I can’t decide whether Linus is amused or annoyed by the extent to which people hang on his every word, or go nuts over his random rants about this or that. People still talk about his pronouncement about O_DIRECT and tripping monkeys (which has now found a home on the open(2) man page). The latest hullabaloo is about his decree that all FUSE-based file systems are toys.

Clearly, as many have pointed out, calling all such systems “toys” isn’t completely fair. But then it wouldn’t be fun to say it if it were strictly true. There are real systems (big and fast) built on FUSE, just as there are such systems built with Java, Visual BASIC, Cobol, and every other platform/technology we love to mock.

I haven’t seen PLFS come up yet in the discussion, but I think it’s worth mentioning just because it is such a good example of optimizing for the cases that actually matter for your workload. For those not familiar, PLFS (parallel log-structured file system) is a FUSE-based file system built at LANL for their huge many-thousand node clusters that turns all random IO sequential by building a mess of intermediate indices. It sounds like it would be a disaster, but in practice it speeds up their workloads by several orders of magnitude, simply because the underlying parallel file systems on which it is stacked are so bad at those workloads.

Anyway, there are just a few points I wanted to make about the kernel vs userspace file systems, having implemented the Ceph client using both. At the risk of stating the obvious:

There is nothing you can do in userspace that you can’t also do in the kernel. Sure, development can be harder in the kernel, but you have unparalleled access to the system. The only significant technical disadvantage of a kernel implementation is fault isolation: a buggy FUSE-based file system won’t take down the system with it.
Implementation is easier with FUSE. At least for something basic. There are some key problems that are harder to solve because of limitations in the interface.
Memory management is easier in the kernel. AB is right when he says that the memory management and file system need to work together. The problem is that it is difficult to push memory management into userspace when you are not the only tenant on the machine. (I suspect that in most of the big production environments where userspace file systems are used, the fs either is the sole tenant or is given some fixed amount of RAM to work with.) The kernel VM, on the other hand, will apply cache pressure dynamically based on the demands of all users of the system.
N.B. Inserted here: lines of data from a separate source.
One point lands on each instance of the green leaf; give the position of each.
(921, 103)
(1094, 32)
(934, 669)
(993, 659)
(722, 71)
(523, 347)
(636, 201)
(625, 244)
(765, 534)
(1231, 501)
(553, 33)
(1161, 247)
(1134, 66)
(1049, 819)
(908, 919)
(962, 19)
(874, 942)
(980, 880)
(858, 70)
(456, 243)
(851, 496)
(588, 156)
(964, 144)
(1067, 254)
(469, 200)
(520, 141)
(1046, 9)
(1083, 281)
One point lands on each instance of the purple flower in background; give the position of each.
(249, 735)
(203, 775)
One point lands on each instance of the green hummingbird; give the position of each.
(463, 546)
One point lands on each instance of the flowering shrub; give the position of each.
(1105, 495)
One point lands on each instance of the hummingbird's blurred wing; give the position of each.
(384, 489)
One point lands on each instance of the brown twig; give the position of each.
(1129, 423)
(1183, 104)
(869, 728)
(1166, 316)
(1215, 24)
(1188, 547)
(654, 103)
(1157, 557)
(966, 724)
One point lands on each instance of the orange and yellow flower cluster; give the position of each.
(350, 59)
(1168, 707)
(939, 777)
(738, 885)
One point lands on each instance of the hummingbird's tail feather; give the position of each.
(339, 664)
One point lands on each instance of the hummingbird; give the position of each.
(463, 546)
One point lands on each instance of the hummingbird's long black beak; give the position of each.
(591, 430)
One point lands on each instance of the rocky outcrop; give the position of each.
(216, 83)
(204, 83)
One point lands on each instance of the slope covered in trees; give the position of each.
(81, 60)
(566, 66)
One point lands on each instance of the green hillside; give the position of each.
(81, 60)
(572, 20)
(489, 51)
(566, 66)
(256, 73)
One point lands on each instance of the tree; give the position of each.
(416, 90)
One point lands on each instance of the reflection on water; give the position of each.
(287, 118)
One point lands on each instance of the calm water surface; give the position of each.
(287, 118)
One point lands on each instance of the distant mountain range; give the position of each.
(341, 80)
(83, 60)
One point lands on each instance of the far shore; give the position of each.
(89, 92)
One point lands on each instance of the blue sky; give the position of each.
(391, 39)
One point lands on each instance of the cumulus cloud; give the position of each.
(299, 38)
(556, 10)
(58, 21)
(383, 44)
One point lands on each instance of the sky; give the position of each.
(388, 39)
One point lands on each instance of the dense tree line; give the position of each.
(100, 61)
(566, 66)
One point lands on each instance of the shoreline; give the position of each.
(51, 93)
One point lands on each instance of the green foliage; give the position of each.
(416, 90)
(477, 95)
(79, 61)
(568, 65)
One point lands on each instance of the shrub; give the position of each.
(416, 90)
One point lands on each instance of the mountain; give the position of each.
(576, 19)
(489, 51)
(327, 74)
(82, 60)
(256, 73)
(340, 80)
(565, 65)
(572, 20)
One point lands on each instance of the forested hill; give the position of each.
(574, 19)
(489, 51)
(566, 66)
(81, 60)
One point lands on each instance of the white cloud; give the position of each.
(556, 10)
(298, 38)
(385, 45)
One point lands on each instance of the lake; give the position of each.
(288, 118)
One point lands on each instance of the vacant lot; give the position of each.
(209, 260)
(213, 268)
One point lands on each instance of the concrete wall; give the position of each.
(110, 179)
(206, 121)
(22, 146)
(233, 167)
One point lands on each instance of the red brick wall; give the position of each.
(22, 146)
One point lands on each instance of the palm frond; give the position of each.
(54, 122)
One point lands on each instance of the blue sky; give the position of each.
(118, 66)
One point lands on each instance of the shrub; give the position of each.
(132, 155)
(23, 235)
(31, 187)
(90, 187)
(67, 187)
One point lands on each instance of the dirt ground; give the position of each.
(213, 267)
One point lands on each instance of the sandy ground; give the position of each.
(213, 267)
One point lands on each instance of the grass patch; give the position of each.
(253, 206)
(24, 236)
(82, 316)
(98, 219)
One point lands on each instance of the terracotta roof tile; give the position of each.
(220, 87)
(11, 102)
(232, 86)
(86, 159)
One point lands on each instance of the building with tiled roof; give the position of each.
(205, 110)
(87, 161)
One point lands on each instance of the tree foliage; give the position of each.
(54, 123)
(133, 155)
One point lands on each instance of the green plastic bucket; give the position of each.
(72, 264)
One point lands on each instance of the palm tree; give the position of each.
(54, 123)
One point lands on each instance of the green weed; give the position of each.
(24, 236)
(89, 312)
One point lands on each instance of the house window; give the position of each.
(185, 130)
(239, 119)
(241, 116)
Trying to do that in userspace is extremely awkward at best.
Managing cache coherency is easier in the kernel. Some people don’t care about this (e.g., see NFS, or any of the “toys” Linus was referring to), but we do. This is mainly a result of the limited FUSE interface. You can probably avoid the issue by simply not using the kernel dentry and page caches and reimplementing it all in userspace. That’s a simple enough approach, but is slow, and fails to leverage years of work invested in the core Linux VFS code.
FUSE may be partly to blame. Jeff Darcy has made the point that many of the FUSE shortcomings aren’t inherent to userspace storage, but artifacts of the current interface and kernel politics. Maybe that’s the case, but that is the world we live in. No file system that doesn’t work on Linux (or maybe *BSD) is relevant. And for what it’s worth, most of the people I see complaining about kernel community intransigence haven’t even tried to work upstream; it’s easier than you think, as long as the code you’re pushing isn’t crap.

Which is better for any given project in the end is probably more of a business decision: technical investment, performance, time to market, ease of deployment. If you’re talking purely about the technical limitations of the environment, however, it’s hard to beat the kernel.

Or, if you can, implement both. It makes these sorts of debates that much more fun.